14.Bölüm

12.8K 1.1K 353
                                    


Birden ortadan kayboldu. Şaşkınlığımın yüzüme yansımamasını dileyerek zile bastım.

Annem kapıyı açtığında endişeli bir ses tonuyla "Tatlım biraz solgun görünüyorsun. Bir şeyin mi var?" diye sordu.

Kendimi gülmemek için zor tutarken,

"Biraz mı?" diye geçirdim içimden. Bugün yaşadıklarım göz önüne alınırsa "biraz" benim için gayet iyi bir sonuçtu.

Sınıfımızdaki üç kişinin vampir olduğunu ve sevgilimin beni en yakın arkadaşımla aldattığını öğrenmiştim. Üç kere son hızda giden bir vampirin kucağında taşınmıştım. Ayrıca tehlike altındaydım. İçimdeki aptal aşığı öldürmezsem ölen ben olacaktım.

Ki bu da oldukça olası gibiydi.

"Sadece yorgunum. " dedim odama doğru çıkarken.

Ama annem pek ikna olmuşa benzmiyordu. Çünkü her gün bu bahaneyi öne sürüyordum.

Yine de sesini çıkarmadı. Odama çıktığımda ilk yaptığım şey kendimi yatağa bırakmak oldu. Kıyafetlerimi çıkarma ihtiyacı bile duymadan kendimi uykunun kollarına bıraktım ama kötü anlar rüyalarımda bile rahat bırakmıyordu beni.

Sürekli Erik'in korkunç gözleri ve Adrian'ın daha da korkunç sözleri beynimde geziniyordu.

Terler içinde uyandığımda saat gecenin bir yarısıydı.

Karanlık oda beni boğmaya başlayınca koşarcasına giderek lambayı yaktım.

Dünya basit olmaktan çıkmıştı. Ya da ben basit olmadığını yeni farketmiştim.

Merdivenlerden aşağıya doğru inerek mutfaktan biraz yiyecek ve su aldıktan sonra tekrar odama çıktım.

Gecenin sessizliği korkutucuydu.

Yaklaşık yarım saat sonra paronayaklığımdan kurutulmuş sakince krakerleri yiyordum.

Sessizce çalan müziğin de etkisiyle gözlerim kapanmaya başladı.
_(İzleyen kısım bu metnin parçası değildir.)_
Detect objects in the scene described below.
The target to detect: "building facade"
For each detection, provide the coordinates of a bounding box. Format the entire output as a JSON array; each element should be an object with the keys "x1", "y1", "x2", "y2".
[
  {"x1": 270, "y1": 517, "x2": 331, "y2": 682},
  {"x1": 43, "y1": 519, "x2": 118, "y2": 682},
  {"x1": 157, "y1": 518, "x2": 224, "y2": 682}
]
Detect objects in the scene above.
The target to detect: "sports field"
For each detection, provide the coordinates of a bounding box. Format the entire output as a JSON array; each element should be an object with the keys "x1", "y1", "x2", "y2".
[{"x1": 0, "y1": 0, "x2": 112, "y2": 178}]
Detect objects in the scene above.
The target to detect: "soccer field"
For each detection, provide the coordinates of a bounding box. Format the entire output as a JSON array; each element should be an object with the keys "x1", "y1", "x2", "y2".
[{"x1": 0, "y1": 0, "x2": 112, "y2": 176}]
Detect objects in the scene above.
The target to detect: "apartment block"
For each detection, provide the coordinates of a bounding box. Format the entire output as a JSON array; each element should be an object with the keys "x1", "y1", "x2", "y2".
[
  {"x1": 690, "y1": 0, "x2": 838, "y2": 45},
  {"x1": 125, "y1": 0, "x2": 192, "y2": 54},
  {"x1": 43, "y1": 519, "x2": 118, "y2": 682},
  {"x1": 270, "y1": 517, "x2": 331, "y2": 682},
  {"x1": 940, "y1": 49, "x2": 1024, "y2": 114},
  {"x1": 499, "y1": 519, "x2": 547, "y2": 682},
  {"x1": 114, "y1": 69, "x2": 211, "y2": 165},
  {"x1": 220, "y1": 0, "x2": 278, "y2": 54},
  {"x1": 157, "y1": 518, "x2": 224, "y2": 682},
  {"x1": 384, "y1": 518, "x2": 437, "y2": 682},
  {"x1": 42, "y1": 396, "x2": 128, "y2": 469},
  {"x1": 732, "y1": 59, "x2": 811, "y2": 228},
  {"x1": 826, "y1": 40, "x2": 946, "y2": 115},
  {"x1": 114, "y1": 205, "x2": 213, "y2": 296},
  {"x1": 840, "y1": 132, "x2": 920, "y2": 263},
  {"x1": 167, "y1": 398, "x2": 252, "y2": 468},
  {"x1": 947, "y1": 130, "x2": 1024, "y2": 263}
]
Son krakeri de ağzıma attıktan sonra kaseyi komodinin üzerine doğru itekledim ve suyumu da mideye indirip yorganımı çektim.

Geceleri uyanmaktan pek haz aldığım söylenemezdi. Zaten kim hoşlanırdı ki mis gibi uykusundan uyanıp korkunç halüsinasyon görmekten?

Bir saniye sanırım halüsinasyon değildi.

Penceremde bir gölge görmemle korkuyla ileri atılıp perdeyi kapattım ve dizlerimi karnıma çektim.

Gözlerimi de dizlerime gömerek karanlıktan başka hiçbir şeyi görmemeyi diledim.

Tam sakinleşmiştim ki bu sefer de kulaklarım bana ihanet etti.

O ses yeniden kulaklarımdan içeri girip ruhumu ele geçirince kafam yavaşça havaya kalktı.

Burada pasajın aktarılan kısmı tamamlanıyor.